Прошло несколько лет. Мать пережила инсульт и потеряла способность говорить и двигаться. Я видел, как тают ее мускулы, становятся неузнаваемыми фигура и лицо, как она превращается в непонятное существо, часами бесцельно раскачивающееся в кресле. Отцу смотреть на нее было еще труднее, чем мне. Привыкший бороться, он изо всех сил старался помочь ей восстановиться, но сам вид блистательной чемпионки, опирающейся на костыли, мучительно приволакивающей правую ногу, ранил его глубже, чем кого бы то ни было, и однажды он принял решение положить этому конец.

2

Эхо жил с нами уже несколько лет. Он проводил все свое время рядом с отцом, ночью спал в его кровати. Он заменил Сима, который вернулся в свое пыльное царство в чердачной кладовке: после того как я узнал его историю, мне стало трудно выносить взгляд его черных пуговиц. Как отец мог так долго терпеть присутствие старой игрушки за каждой из наших трапез, смотреть на то, как я устраиваю ее в своей кровати, прижимаю к груди? Что чувствовала мать, снова слыша имя того, кого я вызвал из ночной тьмы и кого она боялась увидеть однажды на пороге нашего дома?

Лаская собаку, отец заметно смягчался. Он брал ее с собой на долгие прогулки, играл с ней, как с ребенком, по воскресеньям на стадионе спускал с поводка, валялся с ней на траве.

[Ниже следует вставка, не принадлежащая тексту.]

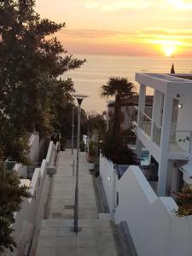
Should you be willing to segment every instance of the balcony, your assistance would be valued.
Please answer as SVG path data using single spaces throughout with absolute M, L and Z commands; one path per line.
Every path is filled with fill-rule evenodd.
M 134 106 L 134 111 L 132 114 L 132 122 L 137 125 L 137 118 L 138 118 L 138 107 Z
M 146 113 L 139 112 L 139 128 L 141 128 L 148 137 L 151 136 L 152 120 Z
M 189 154 L 191 148 L 191 131 L 172 130 L 170 135 L 169 152 L 172 154 Z
M 153 142 L 159 147 L 160 146 L 160 137 L 161 137 L 161 126 L 154 123 Z

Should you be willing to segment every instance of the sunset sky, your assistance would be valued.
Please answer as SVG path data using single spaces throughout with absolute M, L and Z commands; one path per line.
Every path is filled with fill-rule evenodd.
M 192 1 L 37 0 L 73 54 L 192 56 Z

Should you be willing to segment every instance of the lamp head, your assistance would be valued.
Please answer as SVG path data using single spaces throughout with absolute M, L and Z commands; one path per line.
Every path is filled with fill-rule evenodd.
M 88 96 L 84 95 L 84 94 L 73 94 L 73 96 L 76 98 L 76 100 L 78 101 L 79 104 L 81 104 L 81 102 L 83 102 L 83 100 L 84 98 L 88 97 Z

Как только мне позволяли занятия, я приходил в магазин и первым делом заглядывал к Луизе. Мы никогда не ставили точку в наших беседах. Она слушала все так же внимательно, не отводя от меня своих мудрых глаз, выдыхая серые клубы дыма и отгоняя застарелую боль все тем же привычным жестом.

Однажды я поднялся на чердак, чтобы убрать Сима на его прежнее место—в сундук с одеялами, и там я нашел старый альбом с фотографиями, затерявшийся в стопке пыльных журналов. В альбоме, среди прочих, были фотографии Максима и Ханы в свадебных нарядах. Я долго разглядывал черный пиджак и высокий цилиндр отца, беспокойное лицо его жены, бледное, как ее вуаль, обращенный на отца взгляд светлых глаз, которым суждено было погаснуть так скоро.

Картонные страницы открывали мне жизнь иной семьи, группы незнакомых людей позировали перед залитыми солнцем домами, на пляжах, рядом с цветочными клумбами. Жизнь в черно-белых тонах, улыбки, сегодня угасшие, мертвецы, нежно обнимающие друг друга за талию. Наконец-то я увидел настоящего Симона, фотографии которого заполняли множество страниц. Его лицо показалось мне странно знакомым. Я не мог сравнить наши тела, но узнавал свои черты в его чертах. Одна из фотографий отклеилась, на обороте стояла дата. Симон был снят в шортах и футболке, он стоял у пшеничного поля и, прищурившись, смотрел на яркое солнце своего последнего лета. Я сунул карточку в карман.